By Lars Trodson
I remember the moment when my wife came in the TV room and told me that Princess Diana had died. For whatever reason — in a gesture I cannot remember doing either before or since — I slapped both my hands over my eyes and shook my head. "What?" I said. "That doesn't make any sense." And the reason I said that was because just a few days before I had seen a little article in a tabloid about Frank Sinatra, and I marveled at the idea that Sinatra was still alive, and now he had outlived Diana.
I was not a person who really paid any attention to the Royals. I was unaware that she had actually gotten divorced from Prince Charles, for instance. I saw her in magazines and on TV, and was captivated by her beauty, which seemed to improve exponentially every year. But I wasn't immersed in the details. I didn't really watch the boys grow up.
I think part of my detachment was borne out of the idea that I didn't really want to participate in her dehumanization. I had seen a picture of Diana and her kids playing at the beach in a magazine. The three of them were in the water, and off to the right you saw a small army of photographers. Not even a small army. A huge army. It was a creepy, assaultive sight, and I wondered who in the hell would be so interested in all these pictures of Diana given that all those guys were also more or less getting the same shot.
It was a revealing photograph.
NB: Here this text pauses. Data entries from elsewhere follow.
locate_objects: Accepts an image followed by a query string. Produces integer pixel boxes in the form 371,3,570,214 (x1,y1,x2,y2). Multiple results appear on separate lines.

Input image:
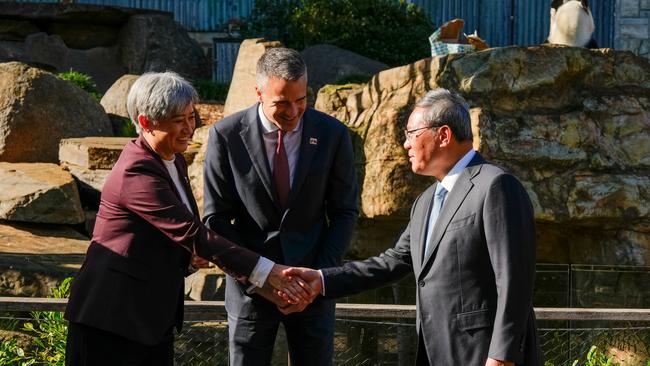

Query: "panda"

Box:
546,0,598,48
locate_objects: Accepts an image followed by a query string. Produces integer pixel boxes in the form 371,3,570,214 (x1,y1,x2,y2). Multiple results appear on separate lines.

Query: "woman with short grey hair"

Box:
65,72,310,366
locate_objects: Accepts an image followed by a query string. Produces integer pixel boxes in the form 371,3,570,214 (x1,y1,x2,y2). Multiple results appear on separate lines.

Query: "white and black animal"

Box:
546,0,598,48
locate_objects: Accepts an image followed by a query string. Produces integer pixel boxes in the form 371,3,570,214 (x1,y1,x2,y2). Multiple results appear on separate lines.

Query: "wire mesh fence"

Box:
0,304,650,366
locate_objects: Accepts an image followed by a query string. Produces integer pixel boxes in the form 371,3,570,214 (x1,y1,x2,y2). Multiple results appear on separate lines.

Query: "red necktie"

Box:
273,130,291,209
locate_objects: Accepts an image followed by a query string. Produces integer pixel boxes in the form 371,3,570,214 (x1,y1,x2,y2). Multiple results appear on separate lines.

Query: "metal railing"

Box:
0,297,650,366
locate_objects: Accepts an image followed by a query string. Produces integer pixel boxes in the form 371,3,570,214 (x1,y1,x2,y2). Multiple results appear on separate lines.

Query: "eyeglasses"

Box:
404,126,440,142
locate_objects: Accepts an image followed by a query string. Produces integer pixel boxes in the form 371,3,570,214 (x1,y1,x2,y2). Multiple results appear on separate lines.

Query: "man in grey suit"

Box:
204,48,358,366
285,89,542,366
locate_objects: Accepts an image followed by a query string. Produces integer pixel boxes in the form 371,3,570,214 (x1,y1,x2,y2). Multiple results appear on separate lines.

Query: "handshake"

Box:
255,264,323,315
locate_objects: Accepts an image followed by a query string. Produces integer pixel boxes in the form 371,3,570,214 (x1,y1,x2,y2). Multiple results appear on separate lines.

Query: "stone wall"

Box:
316,46,650,265
614,0,650,59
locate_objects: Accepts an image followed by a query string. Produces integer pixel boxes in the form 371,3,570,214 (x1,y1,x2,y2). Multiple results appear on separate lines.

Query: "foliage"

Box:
248,0,433,66
241,0,302,47
59,70,102,102
334,74,372,85
0,278,72,366
0,338,36,366
194,80,230,102
117,118,138,137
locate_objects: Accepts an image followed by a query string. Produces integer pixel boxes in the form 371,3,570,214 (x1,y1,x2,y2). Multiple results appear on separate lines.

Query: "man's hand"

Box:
190,255,211,268
281,267,323,303
265,263,316,304
255,281,291,311
485,357,515,366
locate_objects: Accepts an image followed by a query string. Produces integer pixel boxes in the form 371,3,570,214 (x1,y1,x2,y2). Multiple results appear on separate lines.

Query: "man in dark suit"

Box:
204,48,358,366
285,89,542,366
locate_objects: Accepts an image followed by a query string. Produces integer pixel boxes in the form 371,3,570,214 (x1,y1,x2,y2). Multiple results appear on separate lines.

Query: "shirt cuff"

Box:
248,256,275,287
318,269,325,296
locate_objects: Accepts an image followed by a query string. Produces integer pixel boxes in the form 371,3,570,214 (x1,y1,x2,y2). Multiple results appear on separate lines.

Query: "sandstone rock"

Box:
0,162,84,224
300,44,388,91
119,14,211,79
185,267,226,301
0,62,111,162
99,74,139,118
59,137,133,170
45,22,119,50
187,126,211,215
223,38,282,116
0,223,88,297
316,46,650,265
0,19,41,41
65,46,126,93
25,33,68,71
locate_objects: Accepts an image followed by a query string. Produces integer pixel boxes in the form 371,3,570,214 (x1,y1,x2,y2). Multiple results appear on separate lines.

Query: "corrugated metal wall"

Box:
408,0,615,47
12,0,615,47
212,38,241,83
10,0,255,32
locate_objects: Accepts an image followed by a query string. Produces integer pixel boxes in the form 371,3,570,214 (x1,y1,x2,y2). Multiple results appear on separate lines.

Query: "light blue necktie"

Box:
424,183,447,257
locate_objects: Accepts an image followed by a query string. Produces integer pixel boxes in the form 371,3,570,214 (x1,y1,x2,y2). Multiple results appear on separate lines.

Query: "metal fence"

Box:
0,298,650,366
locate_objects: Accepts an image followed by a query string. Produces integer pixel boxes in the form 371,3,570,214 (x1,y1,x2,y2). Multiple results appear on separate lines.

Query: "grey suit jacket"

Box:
323,154,542,366
204,104,359,317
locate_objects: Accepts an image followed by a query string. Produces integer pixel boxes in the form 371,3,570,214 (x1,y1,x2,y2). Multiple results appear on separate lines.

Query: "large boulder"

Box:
316,46,650,265
119,14,211,79
223,38,282,116
300,44,388,91
99,74,139,118
0,2,205,92
0,62,112,162
0,162,85,224
0,222,88,297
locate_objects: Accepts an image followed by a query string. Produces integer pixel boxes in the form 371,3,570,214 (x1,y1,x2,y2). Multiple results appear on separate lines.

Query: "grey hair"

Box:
415,88,472,141
256,47,307,88
126,71,199,134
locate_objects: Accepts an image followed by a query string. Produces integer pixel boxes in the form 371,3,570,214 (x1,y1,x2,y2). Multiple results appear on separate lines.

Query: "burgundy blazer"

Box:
65,137,259,345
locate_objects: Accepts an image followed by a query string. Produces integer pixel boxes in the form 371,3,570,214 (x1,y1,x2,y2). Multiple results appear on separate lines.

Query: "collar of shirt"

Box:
257,103,302,135
440,149,476,192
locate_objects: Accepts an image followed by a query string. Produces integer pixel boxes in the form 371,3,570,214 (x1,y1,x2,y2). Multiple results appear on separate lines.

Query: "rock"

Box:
46,22,119,50
223,38,282,116
65,46,126,93
316,46,650,265
187,126,211,215
99,74,140,118
0,62,111,162
300,44,388,90
0,19,41,42
59,137,202,209
118,14,211,79
195,102,224,128
185,267,226,301
59,137,133,170
25,33,68,71
0,162,84,224
0,223,88,297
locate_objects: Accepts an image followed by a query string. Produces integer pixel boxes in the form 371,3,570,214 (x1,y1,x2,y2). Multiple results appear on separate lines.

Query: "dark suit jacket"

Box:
204,104,358,316
65,137,259,345
323,153,542,366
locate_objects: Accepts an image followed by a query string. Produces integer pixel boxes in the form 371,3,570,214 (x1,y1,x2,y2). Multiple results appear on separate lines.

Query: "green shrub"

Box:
246,0,434,66
194,80,230,102
0,278,72,366
59,70,102,102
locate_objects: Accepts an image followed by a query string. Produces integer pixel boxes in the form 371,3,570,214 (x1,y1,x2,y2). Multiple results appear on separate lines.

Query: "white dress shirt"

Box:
318,149,476,296
257,104,302,187
424,149,476,247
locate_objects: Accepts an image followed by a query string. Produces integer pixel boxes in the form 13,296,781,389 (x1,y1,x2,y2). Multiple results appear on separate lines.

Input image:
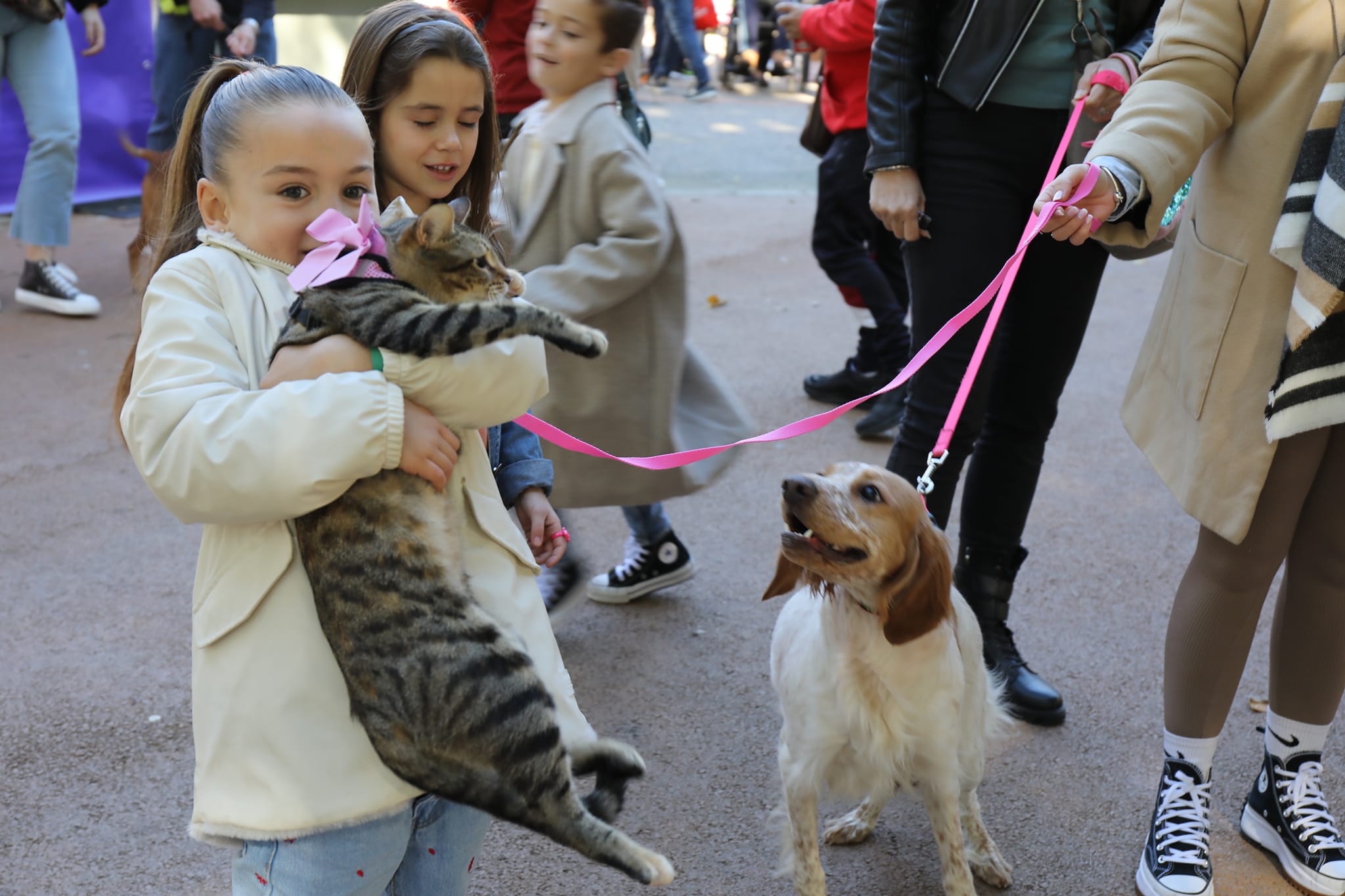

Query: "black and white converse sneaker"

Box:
1136,756,1214,896
1241,751,1345,896
13,261,102,317
589,532,695,603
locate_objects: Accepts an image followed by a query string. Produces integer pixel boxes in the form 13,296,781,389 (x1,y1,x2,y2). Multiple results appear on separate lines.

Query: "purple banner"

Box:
0,0,155,213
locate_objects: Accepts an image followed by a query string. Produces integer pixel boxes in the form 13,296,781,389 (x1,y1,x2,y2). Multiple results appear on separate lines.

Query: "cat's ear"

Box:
416,204,453,246
448,196,472,224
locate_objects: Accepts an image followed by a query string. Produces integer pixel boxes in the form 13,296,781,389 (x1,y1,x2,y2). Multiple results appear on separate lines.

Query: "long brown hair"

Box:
340,0,500,232
113,59,353,433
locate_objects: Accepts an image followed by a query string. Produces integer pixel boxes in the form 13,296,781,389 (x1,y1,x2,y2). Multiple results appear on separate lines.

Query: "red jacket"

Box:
453,0,540,115
799,0,877,135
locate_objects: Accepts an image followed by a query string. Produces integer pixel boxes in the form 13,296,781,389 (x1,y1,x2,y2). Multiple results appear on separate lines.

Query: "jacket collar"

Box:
196,227,295,276
524,78,616,146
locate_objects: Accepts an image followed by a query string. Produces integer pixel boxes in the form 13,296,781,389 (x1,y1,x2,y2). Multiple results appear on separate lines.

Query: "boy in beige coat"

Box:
502,0,751,606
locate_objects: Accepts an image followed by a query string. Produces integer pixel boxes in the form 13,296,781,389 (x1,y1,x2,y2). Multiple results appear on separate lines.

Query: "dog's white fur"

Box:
766,463,1010,896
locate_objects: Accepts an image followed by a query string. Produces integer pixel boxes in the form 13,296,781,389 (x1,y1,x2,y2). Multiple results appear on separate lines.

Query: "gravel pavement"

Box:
0,80,1312,896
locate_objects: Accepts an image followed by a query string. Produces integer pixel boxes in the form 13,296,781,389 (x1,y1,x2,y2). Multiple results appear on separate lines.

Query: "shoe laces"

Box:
37,262,79,302
609,534,650,582
1154,771,1210,868
1275,761,1345,853
981,619,1028,668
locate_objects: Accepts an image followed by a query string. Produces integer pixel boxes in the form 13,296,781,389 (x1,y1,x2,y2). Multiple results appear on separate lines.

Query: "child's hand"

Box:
399,399,462,494
514,486,570,567
261,335,374,388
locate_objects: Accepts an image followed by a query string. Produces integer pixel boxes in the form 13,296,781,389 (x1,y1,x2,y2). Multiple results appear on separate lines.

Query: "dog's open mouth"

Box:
780,513,869,563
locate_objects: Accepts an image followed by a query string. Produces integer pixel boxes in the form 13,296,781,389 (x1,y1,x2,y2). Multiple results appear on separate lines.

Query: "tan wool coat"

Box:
121,231,594,845
1090,0,1345,543
502,81,753,509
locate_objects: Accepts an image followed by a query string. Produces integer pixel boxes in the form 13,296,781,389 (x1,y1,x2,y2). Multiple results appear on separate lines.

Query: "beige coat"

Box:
121,231,593,842
1090,0,1345,543
502,81,752,508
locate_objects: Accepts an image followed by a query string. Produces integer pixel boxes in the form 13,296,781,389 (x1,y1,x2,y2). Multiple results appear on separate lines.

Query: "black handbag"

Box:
799,77,837,158
616,71,653,149
0,0,66,22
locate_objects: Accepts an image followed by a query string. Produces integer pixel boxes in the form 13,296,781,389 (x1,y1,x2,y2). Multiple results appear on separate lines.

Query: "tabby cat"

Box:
276,199,672,884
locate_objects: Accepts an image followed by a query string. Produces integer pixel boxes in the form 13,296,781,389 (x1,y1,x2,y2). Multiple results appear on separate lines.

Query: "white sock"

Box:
1266,710,1330,761
1164,728,1218,782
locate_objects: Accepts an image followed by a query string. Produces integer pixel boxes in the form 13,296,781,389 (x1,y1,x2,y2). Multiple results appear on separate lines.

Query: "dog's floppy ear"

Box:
878,520,952,643
761,551,803,601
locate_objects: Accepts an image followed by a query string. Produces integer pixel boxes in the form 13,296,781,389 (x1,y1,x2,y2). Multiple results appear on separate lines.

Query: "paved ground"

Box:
0,80,1323,896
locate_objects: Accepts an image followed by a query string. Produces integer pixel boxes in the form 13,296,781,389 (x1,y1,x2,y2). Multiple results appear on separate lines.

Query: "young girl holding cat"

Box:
117,60,593,896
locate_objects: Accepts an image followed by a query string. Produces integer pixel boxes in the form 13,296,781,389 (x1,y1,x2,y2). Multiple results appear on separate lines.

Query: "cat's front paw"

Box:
580,326,607,357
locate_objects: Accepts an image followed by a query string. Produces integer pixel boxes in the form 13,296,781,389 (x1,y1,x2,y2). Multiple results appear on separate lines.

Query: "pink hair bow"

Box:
288,194,387,291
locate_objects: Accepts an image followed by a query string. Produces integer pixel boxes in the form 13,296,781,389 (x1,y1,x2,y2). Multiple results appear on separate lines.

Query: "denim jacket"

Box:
485,421,554,508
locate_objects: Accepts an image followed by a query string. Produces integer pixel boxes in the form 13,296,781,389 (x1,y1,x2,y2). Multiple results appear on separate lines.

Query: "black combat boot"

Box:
952,544,1065,725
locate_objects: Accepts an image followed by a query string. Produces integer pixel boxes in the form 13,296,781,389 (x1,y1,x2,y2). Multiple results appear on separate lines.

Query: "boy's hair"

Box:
593,0,644,53
340,0,500,232
114,59,354,433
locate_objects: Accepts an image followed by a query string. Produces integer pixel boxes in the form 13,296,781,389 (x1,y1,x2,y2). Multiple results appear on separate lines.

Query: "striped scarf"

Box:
1266,58,1345,440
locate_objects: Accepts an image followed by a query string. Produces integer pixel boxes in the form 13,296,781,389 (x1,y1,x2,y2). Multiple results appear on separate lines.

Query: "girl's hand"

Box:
1032,164,1116,246
79,4,108,56
261,336,374,388
869,168,929,243
514,486,570,567
398,399,462,494
1070,59,1130,125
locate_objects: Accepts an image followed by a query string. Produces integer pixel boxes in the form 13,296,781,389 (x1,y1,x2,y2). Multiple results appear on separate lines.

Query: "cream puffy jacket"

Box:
121,231,594,843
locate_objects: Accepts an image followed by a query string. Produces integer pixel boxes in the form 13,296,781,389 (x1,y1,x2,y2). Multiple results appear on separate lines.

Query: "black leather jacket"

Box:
865,0,1162,172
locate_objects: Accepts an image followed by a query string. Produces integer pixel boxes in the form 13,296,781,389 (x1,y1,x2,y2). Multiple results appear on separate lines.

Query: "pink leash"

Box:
514,90,1108,500
514,100,1097,486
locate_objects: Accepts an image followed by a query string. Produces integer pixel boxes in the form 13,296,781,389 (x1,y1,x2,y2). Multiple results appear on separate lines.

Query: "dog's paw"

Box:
822,807,874,846
967,849,1013,889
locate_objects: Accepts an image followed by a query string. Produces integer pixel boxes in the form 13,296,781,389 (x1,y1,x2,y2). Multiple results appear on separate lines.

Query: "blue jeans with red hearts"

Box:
232,794,491,896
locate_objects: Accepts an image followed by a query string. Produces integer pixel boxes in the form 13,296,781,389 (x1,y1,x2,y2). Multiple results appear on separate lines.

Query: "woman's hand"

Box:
261,335,374,388
1070,59,1130,125
79,4,108,56
1032,164,1116,246
514,485,570,567
398,399,463,492
869,168,929,243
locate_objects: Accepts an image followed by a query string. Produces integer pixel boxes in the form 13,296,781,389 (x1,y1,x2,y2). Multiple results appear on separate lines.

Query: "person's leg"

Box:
385,796,491,896
588,503,695,603
663,0,710,93
803,129,904,404
232,805,412,896
3,9,101,317
888,98,1049,528
1136,434,1325,896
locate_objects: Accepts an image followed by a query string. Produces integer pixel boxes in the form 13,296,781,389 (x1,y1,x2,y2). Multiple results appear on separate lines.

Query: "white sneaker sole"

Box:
13,289,102,317
588,560,695,603
1136,855,1214,896
1240,805,1345,896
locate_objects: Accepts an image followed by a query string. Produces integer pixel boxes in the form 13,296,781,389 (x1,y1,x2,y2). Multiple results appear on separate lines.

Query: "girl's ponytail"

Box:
113,59,355,433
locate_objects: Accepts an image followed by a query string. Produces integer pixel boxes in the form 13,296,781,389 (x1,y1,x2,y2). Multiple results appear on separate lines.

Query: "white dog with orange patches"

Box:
762,463,1010,896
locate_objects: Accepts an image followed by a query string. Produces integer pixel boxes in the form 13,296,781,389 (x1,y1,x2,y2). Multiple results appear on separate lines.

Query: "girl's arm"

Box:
121,257,403,524
514,149,674,320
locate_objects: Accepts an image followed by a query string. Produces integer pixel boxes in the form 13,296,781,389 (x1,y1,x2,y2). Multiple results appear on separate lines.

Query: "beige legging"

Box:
1164,426,1345,738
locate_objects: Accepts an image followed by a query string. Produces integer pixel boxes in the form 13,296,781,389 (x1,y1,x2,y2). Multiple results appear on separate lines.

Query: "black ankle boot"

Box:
952,544,1065,725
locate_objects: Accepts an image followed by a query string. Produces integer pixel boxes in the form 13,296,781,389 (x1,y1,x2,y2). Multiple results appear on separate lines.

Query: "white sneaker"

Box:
13,261,102,317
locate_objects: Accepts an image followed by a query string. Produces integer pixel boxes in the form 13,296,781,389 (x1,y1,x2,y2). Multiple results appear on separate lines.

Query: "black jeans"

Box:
812,127,910,377
888,95,1107,548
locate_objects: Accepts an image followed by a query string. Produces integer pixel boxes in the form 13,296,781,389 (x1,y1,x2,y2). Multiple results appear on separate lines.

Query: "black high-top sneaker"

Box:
589,530,695,603
1136,756,1214,896
952,544,1065,725
13,261,102,317
1241,751,1345,896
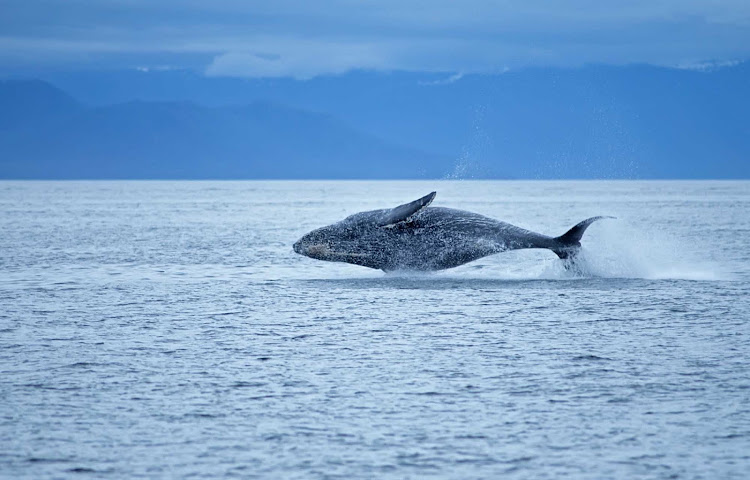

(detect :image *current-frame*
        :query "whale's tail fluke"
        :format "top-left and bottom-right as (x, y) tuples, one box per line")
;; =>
(551, 217), (615, 260)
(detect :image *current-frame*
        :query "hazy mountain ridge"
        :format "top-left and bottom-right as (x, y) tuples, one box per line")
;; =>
(0, 62), (750, 178)
(0, 81), (450, 178)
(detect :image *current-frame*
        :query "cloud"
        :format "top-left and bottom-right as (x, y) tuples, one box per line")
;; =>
(0, 0), (750, 79)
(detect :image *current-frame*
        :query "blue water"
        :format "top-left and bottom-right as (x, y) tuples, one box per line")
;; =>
(0, 182), (750, 479)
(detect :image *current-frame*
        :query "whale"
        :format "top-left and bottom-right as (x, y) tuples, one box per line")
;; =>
(293, 192), (614, 272)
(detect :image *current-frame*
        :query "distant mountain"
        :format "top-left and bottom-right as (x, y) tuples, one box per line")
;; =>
(0, 80), (450, 179)
(39, 62), (750, 178)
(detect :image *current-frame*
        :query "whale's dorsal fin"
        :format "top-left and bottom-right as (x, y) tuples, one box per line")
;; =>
(380, 192), (437, 227)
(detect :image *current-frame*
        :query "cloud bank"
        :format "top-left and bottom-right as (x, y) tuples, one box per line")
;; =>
(0, 0), (750, 79)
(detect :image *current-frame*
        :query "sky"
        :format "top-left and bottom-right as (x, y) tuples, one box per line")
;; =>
(0, 0), (750, 79)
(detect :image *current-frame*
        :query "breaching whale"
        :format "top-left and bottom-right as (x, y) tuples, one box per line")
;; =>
(294, 192), (614, 272)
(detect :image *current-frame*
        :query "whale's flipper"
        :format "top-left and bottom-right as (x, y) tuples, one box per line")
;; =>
(380, 192), (437, 227)
(551, 216), (615, 260)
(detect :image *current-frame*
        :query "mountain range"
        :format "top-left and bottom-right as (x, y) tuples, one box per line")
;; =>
(0, 63), (750, 178)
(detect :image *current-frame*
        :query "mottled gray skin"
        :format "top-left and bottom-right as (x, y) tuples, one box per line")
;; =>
(294, 193), (612, 271)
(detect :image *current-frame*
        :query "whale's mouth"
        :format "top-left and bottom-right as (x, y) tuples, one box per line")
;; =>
(294, 243), (372, 261)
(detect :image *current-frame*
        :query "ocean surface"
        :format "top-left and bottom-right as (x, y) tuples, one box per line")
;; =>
(0, 181), (750, 480)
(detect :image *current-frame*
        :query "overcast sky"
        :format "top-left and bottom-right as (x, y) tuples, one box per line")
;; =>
(0, 0), (750, 78)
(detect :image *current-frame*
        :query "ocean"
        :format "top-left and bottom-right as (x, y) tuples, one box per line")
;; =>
(0, 181), (750, 480)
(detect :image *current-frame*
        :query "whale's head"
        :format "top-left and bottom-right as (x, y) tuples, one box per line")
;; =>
(293, 192), (435, 268)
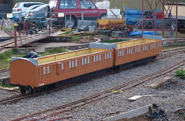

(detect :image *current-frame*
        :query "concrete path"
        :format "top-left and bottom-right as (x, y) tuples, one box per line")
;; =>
(30, 42), (84, 52)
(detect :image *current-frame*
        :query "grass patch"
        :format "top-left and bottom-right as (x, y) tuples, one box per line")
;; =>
(0, 48), (67, 69)
(101, 32), (109, 36)
(163, 44), (185, 50)
(175, 69), (185, 79)
(101, 39), (129, 43)
(0, 84), (15, 88)
(72, 36), (80, 41)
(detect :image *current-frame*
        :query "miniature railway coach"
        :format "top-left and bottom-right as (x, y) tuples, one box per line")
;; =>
(10, 37), (163, 93)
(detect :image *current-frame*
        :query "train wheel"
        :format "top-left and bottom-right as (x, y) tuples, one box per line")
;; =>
(29, 87), (36, 93)
(19, 87), (26, 94)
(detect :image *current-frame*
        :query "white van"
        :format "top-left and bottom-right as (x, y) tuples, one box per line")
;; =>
(12, 2), (45, 20)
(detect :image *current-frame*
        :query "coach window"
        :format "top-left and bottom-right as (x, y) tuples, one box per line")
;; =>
(110, 52), (112, 58)
(75, 59), (78, 66)
(82, 58), (84, 65)
(80, 0), (95, 9)
(59, 0), (77, 9)
(61, 63), (64, 70)
(99, 54), (101, 61)
(72, 61), (75, 67)
(88, 57), (90, 63)
(43, 67), (46, 74)
(85, 58), (87, 64)
(69, 61), (71, 68)
(119, 50), (122, 56)
(107, 53), (109, 59)
(47, 66), (50, 73)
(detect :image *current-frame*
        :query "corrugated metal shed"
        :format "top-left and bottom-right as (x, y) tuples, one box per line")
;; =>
(4, 0), (50, 8)
(110, 0), (162, 11)
(98, 0), (185, 11)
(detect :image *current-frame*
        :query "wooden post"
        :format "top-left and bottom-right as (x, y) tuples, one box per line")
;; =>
(14, 24), (17, 48)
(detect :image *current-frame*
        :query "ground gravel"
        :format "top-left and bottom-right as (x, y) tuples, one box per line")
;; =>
(0, 54), (185, 121)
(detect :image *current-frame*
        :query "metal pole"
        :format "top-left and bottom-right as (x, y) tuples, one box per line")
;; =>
(19, 26), (22, 44)
(155, 0), (157, 35)
(176, 0), (178, 38)
(162, 0), (165, 37)
(1, 19), (4, 31)
(81, 10), (84, 20)
(26, 20), (28, 35)
(49, 20), (50, 37)
(65, 16), (67, 30)
(123, 3), (127, 25)
(141, 0), (144, 35)
(70, 15), (71, 28)
(14, 24), (17, 48)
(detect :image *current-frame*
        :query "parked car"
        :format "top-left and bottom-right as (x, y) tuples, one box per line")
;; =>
(25, 4), (49, 27)
(12, 2), (45, 21)
(45, 0), (107, 28)
(22, 5), (41, 17)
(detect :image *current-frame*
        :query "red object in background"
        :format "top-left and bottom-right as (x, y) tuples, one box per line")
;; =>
(156, 12), (164, 19)
(17, 9), (21, 11)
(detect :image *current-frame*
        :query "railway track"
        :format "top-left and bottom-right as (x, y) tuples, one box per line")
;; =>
(0, 48), (185, 105)
(0, 47), (185, 73)
(12, 53), (185, 121)
(0, 94), (32, 105)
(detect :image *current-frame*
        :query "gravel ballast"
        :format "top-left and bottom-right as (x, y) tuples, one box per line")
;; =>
(0, 54), (185, 121)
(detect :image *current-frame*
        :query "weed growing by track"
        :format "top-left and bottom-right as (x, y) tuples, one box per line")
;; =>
(0, 48), (67, 69)
(101, 39), (129, 43)
(175, 69), (185, 79)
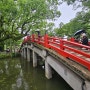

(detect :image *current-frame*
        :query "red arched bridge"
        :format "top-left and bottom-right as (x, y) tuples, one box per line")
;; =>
(23, 34), (90, 70)
(20, 34), (90, 90)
In most instances, of course, we only see the picture of the celebrity. I forget that there is actually a human being on the other side taking the picture, deliberately stalking their prey. Some celebrities are hounded by many photographers. I can't imagine what it must be like to be Angelina Jolie and Brad Pitt when they are together and how the paparazzi must swarm.
It must be suffocating.
But I guess in my own way that is why I try not to star gaze too much. I know these celebrities — even those that I have no interest in — are trailed by amateur video bloggers and photogs and all the others who hang onto the fringe of stardom. If I'm the guy buying any one of the glossy celebrity magazines, or watching TMZ, I know I'm opting into the culture that came of age when Diana was on that beach.
Now, of course, death doesn't even provide some of these people any rest. I have this photograph of Marilyn Monroe in my house that was taken in 1953 and she looks both beautiful and frightened, and maybe that was how she was. But in the 45 years since she has died, she's still being picked over and analyzed and picked apart, and sometimes you just want to say, Christ almighty, can't we leave her alone?
And I think that same way about Diana. When I see a new book, or
TV special, or article, I wonder if she at last couldn't get any rest. If it wasn't time to simply leave her alone.
That, of course, is never going to happen, just as it didn't happen when she was alive. Because now, when I see a picture of her, just as I did recently when I saw a lovely photograph of her sitting way out on the end of diving board of a yacht, I know she's not alone; her solitude was an illusion. We were on the beach, too, on the shore, looking out, looking on, looking in.